These markers had guided us faithfully for four days
Interesting note: we found ourselves on another walking way for a little bit, this one possibly more of a pilgrimage.
...and walked for two hours to Dingle. Quick, relatively painless, and only 100 meters of elevation gained in one long up and then down. So much more pleasant than a fifteen mile trek including 700 meters up would have been.
One last look at the northwest side of the peninsula
We arrived in Dingle, checked into a hostel, and explored the town a bit more: looked at gift shops, cried bitter tears that the wool shop was closed, and got ice cream. The ice cream place has a lot of good flavors, but my favorite (and the strongest reason I currently have to return to Dingle) is the Dingle Gin flavor. It's not particularly strong or anything, but it's a unique flavor and I could eat at least a gallon of it before getting tired of it. Too bad they don't deliver to the US...
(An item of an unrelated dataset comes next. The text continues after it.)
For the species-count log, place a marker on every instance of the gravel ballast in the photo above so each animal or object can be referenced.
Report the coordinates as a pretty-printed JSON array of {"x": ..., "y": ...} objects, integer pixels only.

After some music and Guinness and food and more wandering, we turned in for the night and prepared ourselves for the railway ride across Ireland to Dublin which we shall take tomorrow.
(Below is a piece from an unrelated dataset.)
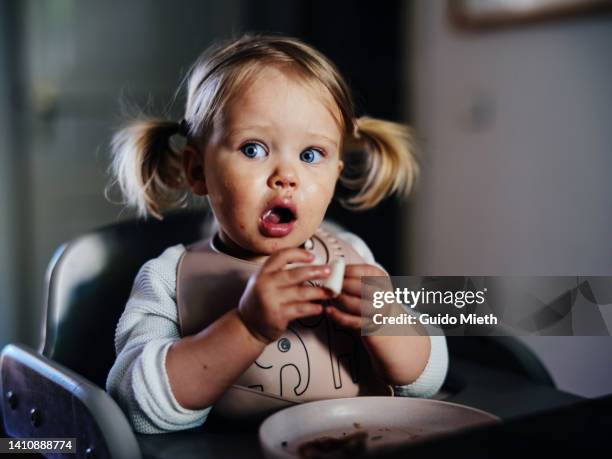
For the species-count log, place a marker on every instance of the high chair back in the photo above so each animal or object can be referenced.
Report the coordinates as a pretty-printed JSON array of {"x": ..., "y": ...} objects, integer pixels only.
[{"x": 89, "y": 281}]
*Dingle has actually had quite a lot of confusion about its name. In 2005, all towns in the Gaeltacht (the Irish-speaking parts of Ireland) were legally obligated to remove the English names from their street signs, which for Dingle meant putting up An Daingean signs everywhere. Since this town relies so heavily on tourism, residents were upset about the change and worried that tourists would not be able to find it. About a year later, the suggestion was put forward to instead put up signs labeled Dingle/Daingean Uí Chúis, with the result that there are three different names for the town signposted all over the place--which if you ask me serves only to confuse us even more.